# Sociomepy

Sociomepy is a Python package that provides a number of convient functions, data structures, and models for manipulating socio-environmental data. Implementation-wise it is a wrapper around the GeoPandas library and is fully compatitble with all data formats that geopandas accepts.

## Model API
The model API builds on the metrics API to allow users to build various explanatory models on the sociome data.

As before, we import the sociomedataframe and initialize it with some default data.

In [2]:
from sociomepy.data import SociomeDataFrame

We can initialize this SociomeDataFrame with many different types of data. In this example, we will work with an ArcGIS address file of the City of Chicago. We will start with 10000 addresses in the city of chicago

In [3]:
chicago = SociomeDataFrame.from_arcgis_file('../data/chicago-addresses.csv', nrows=10000)
chicago.data = chicago.data[chicago.data['Post_Comm'] == 'CHICAGO']

In [4]:
chicago.data.head()

Unnamed: 0,Lat,Long,ADDRDELIV,Post_Comm,State,Post_Code,LSt_Type,LSt_PreDir,geometry,LOCATIONS
0,41.935796,-87.673357,1763 WEST WELLINGTON AVENUE,CHICAGO,IL,60657,AVE,W,POINT (-87.67336 41.93580),1
1,41.855258,-87.667139,1622 WEST CULLERTON STREET,CHICAGO,IL,60608,ST,W,POINT (-87.66714 41.85526),1
2,41.917926,-87.651651,917 WEST ARMITAGE AVENUE,CHICAGO,IL,60614,AVE,W,POINT (-87.65165 41.91793),1
6,41.868253,-87.626334,1132 SOUTH WABASH AVENUE,CHICAGO,IL,60605,AVE,S,POINT (-87.62633 41.86825),1
7,41.8954,-87.658712,732 NORTH WILLARD COURT,CHICAGO,IL,60642,CT,N,POINT (-87.65871 41.89540),1


## Adding Metrics
Now, we will add several metrics to this SociomeDataFrame. First, let's get our imports in order

In [5]:
from sociomepy.data import SociomeDataFrame
from sociomepy.metrics import SpatialDensityFunction, SpatialSubdivisionFunction
from sociomepy.accessors import *

Adding distance to a park.

In [6]:
parks = SociomeDataFrame.from_json('https://data.cityofchicago.org/resource/2eaw-bdhe.json', access_by_location_dict('location'))
park_distance = SpatialDensityFunction(parks)
chicago.add_metric_to_data(park_distance, 'park_distance')

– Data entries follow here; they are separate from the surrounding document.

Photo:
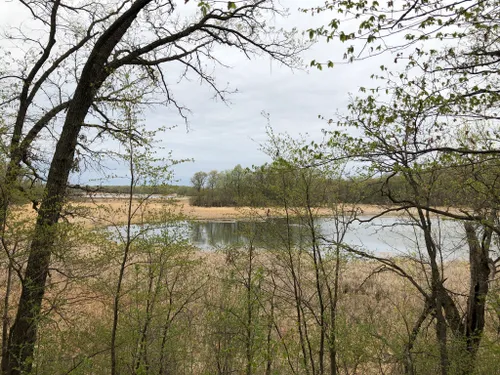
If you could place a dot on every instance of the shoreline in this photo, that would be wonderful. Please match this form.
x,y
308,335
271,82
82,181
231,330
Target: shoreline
x,y
104,212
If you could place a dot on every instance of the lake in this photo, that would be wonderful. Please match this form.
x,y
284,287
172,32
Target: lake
x,y
387,235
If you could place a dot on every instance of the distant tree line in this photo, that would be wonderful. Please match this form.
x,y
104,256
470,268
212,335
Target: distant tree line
x,y
258,186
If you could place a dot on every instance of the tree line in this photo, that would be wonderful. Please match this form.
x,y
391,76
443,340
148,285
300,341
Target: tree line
x,y
142,300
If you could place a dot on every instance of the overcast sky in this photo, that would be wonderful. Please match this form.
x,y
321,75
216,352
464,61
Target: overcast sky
x,y
223,135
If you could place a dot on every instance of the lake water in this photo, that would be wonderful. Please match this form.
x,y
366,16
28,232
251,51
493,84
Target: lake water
x,y
381,235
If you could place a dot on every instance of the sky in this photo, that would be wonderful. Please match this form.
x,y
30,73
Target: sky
x,y
221,135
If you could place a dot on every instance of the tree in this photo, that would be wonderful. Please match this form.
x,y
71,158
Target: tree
x,y
198,180
100,53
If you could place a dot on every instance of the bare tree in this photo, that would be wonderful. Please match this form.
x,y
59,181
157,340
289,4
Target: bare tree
x,y
110,44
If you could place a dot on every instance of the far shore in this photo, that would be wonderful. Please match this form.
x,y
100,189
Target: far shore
x,y
104,212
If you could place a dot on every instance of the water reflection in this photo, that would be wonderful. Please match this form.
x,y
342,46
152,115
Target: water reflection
x,y
382,235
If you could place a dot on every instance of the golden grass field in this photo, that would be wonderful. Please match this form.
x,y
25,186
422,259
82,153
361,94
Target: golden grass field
x,y
103,212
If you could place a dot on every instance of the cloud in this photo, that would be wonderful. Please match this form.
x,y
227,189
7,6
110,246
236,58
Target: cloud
x,y
222,135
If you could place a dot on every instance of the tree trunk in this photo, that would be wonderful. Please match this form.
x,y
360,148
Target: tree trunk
x,y
23,334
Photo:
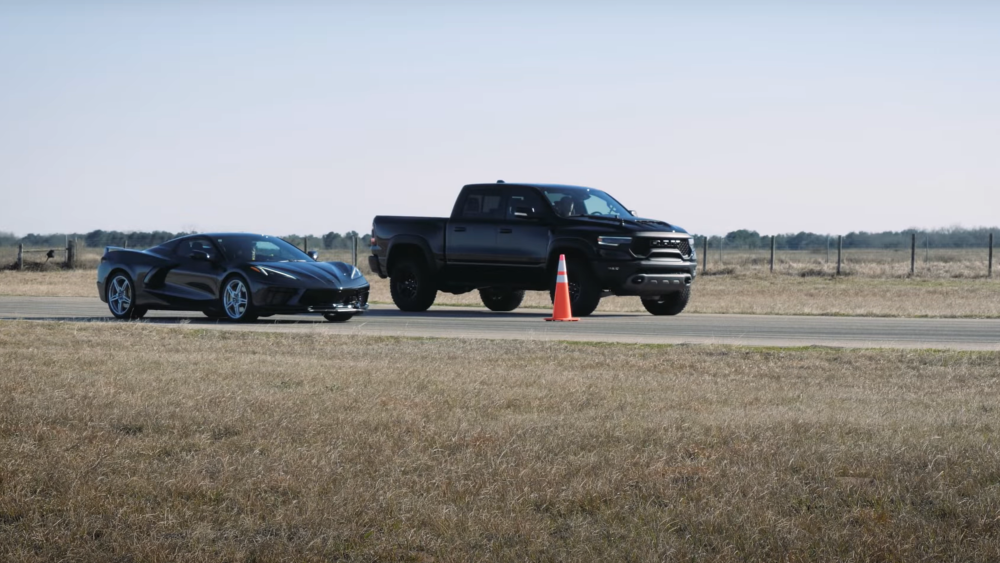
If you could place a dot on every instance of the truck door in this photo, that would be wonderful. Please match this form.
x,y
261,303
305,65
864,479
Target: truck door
x,y
523,238
471,239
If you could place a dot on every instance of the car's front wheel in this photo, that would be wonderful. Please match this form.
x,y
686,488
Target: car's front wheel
x,y
669,304
338,317
412,286
501,300
120,292
236,301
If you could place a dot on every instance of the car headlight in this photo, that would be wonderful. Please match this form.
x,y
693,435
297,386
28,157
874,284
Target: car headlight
x,y
614,241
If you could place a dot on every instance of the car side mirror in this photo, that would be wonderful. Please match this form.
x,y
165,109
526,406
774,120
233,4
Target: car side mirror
x,y
526,213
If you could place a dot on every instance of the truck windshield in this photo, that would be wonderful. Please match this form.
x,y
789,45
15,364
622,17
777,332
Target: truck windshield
x,y
579,202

<sociomepy.data.SociomeDataFrame at 0x1163928b0>

Next we will add crime data.

In [7]:
crimes = SociomeDataFrame.from_json('https://data.cityofchicago.org/resource/dfnk-7re6.json', access_by_attribute('longitude', 'latitude'))
crime_density = SpatialDensityFunction(crimes)
chicago.add_metric_to_data(crime_density, 'crime')

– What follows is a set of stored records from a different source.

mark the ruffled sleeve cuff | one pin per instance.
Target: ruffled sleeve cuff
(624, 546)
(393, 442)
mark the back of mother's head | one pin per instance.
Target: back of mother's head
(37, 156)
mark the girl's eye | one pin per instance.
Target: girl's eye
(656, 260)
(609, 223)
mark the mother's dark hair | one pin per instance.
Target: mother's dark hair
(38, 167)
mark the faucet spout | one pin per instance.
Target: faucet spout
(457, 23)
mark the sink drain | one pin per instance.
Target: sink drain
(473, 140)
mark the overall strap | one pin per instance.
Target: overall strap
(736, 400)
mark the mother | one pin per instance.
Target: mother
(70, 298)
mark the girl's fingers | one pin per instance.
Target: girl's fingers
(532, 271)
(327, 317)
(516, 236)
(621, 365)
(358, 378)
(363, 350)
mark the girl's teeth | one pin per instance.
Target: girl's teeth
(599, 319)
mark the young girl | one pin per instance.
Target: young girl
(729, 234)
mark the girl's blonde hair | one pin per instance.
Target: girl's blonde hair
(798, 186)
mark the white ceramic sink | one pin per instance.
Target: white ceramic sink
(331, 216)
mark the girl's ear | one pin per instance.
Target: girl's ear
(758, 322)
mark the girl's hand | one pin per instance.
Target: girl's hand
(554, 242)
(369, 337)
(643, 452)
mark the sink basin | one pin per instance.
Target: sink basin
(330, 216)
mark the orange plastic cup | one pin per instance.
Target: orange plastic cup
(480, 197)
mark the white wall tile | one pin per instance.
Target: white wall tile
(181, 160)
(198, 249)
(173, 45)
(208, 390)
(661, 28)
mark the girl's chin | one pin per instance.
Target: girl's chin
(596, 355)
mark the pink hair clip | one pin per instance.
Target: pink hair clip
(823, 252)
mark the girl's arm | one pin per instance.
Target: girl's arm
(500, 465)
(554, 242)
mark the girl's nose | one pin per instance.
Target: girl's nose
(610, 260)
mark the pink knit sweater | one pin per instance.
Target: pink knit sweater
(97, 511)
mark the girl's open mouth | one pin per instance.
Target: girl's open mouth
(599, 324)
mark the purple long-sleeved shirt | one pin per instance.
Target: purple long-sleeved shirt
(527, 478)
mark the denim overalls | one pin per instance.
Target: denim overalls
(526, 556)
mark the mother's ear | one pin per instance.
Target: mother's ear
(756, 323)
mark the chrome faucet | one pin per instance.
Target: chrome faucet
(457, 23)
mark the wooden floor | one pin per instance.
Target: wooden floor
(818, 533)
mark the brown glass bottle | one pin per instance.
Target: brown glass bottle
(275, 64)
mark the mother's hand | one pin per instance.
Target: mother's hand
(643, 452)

<sociomepy.data.SociomeDataFrame at 0x1163928b0>

## Adding Prediction Targets
We will try to predict Zillow house prices using these two explanatory variables. Using the metrics API, we add the following metric to the dataset.

In [8]:
zillow = SociomeDataFrame.from_save_file('../data/zillow')
chicago.add_subdivision(zillow, 'neighborhood', 'RegionID')
prices_in_july = SpatialSubdivisionFunction(zillow, 'neighborhood', '2022-07-31', 'RegionID')
chicago.add_metric_to_data(prices_in_july, 'prices')

  exec(code_obj, self.user_global_ns, self.user_ns)


<sociomepy.data.SociomeDataFrame at 0x1163928b0>

## Modeling

Now, we will fit a few different explanatory models over this data using our model API.

In [9]:
from sociomepy.model import GeospatialModel

A model is initialized with two parameters: a target and a set of desired explanatory variables.

In [10]:
model = GeospatialModel('prices', ['park_distance', 'crime'])

By default the model is a regularized least squares model, but any scikit learn model can be used. The model is fit against a particular SociomeDataFrame. Additionally, the user needs to specify what to call the predicted and residual values.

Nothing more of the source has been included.